While the old commercials showed a male actor in a lab coat dropping the bowling ball on a competitor's mattress unit, and then on a Simmons mattress, the new spots feature actress Cristin Mortenson, a trained opera singer who has played the female lead in "The Phantom of the Opera."
She dons a white lab coat and drops the bowling ball, nodding approvingly as the pins remain standing on the Simmons mattress. In that seven seconds of film, Simmons simply and powerfully conveys its basic brand message and demonstrates the benefits of its bedding, Oakhill said.
The camera crew filmed that part of the commercial at 11 p.m. "When we saw her expression we applauded," Oakhill recalled. "We gave her a standing ovation. She did it all so well."

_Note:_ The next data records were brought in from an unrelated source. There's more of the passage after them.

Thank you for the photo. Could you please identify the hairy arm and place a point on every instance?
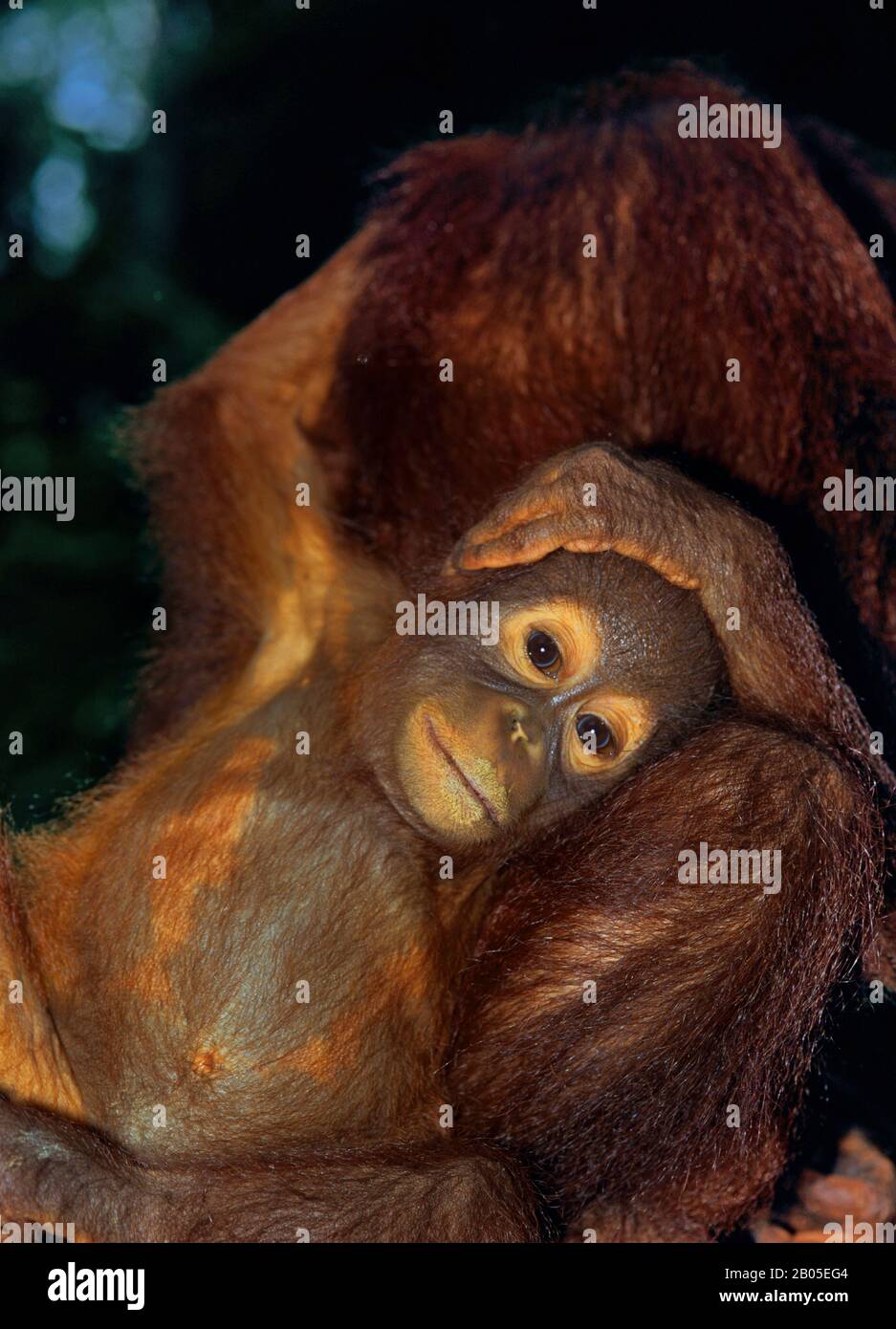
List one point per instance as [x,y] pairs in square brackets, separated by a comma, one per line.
[221,456]
[600,497]
[55,1171]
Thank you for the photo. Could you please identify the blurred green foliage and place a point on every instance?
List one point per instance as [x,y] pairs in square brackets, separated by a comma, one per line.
[139,245]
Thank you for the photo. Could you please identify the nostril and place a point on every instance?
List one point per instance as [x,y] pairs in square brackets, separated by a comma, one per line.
[517,730]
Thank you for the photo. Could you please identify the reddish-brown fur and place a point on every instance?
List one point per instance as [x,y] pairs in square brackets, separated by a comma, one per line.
[706,251]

Mortenson conveys an air of assured confidence as she nods at the camera.
Her work in the spots was so compelling that Simmons plans to continue its association with her. Eitel predicted that her work with the bowling ball campaign "will evolve to something at a higher level."
The new commercials will give Mortenson's bowling ball drop plenty of visibility with consumers. Eitel said Simmons will spend "in excess of $8 million" on the campaign this year, a figure that could grow to more than $10 million next year.

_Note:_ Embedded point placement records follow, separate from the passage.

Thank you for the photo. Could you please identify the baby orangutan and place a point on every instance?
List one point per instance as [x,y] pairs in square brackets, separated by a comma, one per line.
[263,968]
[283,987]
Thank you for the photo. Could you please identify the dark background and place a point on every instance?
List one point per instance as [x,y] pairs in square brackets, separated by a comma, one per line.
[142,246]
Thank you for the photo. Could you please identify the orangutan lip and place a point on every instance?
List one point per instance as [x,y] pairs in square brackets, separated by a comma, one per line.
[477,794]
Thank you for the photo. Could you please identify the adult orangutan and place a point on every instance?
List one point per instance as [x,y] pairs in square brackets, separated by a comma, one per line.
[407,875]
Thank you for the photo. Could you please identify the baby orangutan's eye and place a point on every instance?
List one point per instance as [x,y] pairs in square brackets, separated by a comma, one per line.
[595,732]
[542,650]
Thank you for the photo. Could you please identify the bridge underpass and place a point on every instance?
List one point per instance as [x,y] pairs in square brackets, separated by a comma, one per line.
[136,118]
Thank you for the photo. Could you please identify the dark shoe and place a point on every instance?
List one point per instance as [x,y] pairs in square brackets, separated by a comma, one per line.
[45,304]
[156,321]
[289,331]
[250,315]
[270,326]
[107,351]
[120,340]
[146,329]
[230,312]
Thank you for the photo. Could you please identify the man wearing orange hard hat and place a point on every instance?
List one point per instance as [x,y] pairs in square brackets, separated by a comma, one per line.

He noted that women buy beds, and said Mortenson will make women "feel comfortable" about buying Simmons beds. Eitel also said that Mortenson is shown in some spots lying on a Simmons bed "in a classy way."
Changing the bowling ball dropper from a man to a woman is only one of three key changes Simmons has made in the commercials.
Oakhill said the original spots did not show a finished bed and did not talk about the conformability of Simmons' bedding. The new commercials correct both of those failings.
In the 30-second "Test of Time" commercial, the narrator says Simmons Beautyrest bedding offers unsurpassed motion separation and conforms to the sleeper's unique shape, assuring undisturbed sleep. Mortenson is pictured lying on a bed of Simmons' Pocketed Coils.
The commercial says Simmons developed the Pocketed Coil technology and has improved it over the past 80 years, thus standing the test of time. Other mattresses have come and gone in that period, the commercial notes.
The Test of Time commercial shows Simmons bedding standing up to bowling ball drops in what appears to be archival footage shot in the 1920s, 1940s and 1960s. In reality, all of those scenes were shot in the latest film shoot, using actors in period dress and utilizing film techniques of the time. The shot from the 1920s, for example, used a hand-cranked camera to capture the herky-jerky look of early Hollywood films.
The bowling ball campaign, which Simmons says was the most successful campaign in its history, was a favorite with the company's dealers. And requests to "bring the bowling ball back" echoed loud and clear in conference rooms when Simmons met with a number of its key dealers last year, Oakhill said.
He said the bowling ball imagery has become an icon in the bedding industry, but noted that it is not easy to take icons from the past and extend them into the present. "You put yourself at a huge risk," Oakhill said. "The expectation level is very high."
Eitel said the original campaign "moved the market in the late 1990s." The bowling ball message "demonstrates what's inside our mattresses," he said. "We are proud of what's inside our mattresses."
The campaign "is money in the bank for our dealers," Eitel added. Some dealers have continued to air the spots over the years — and have gotten good response to them, according to Simmons.
Eitel predicted that the new campaign "will have a significant impact" in the market and will boost the fortunes of the flagship Beautyrest brand.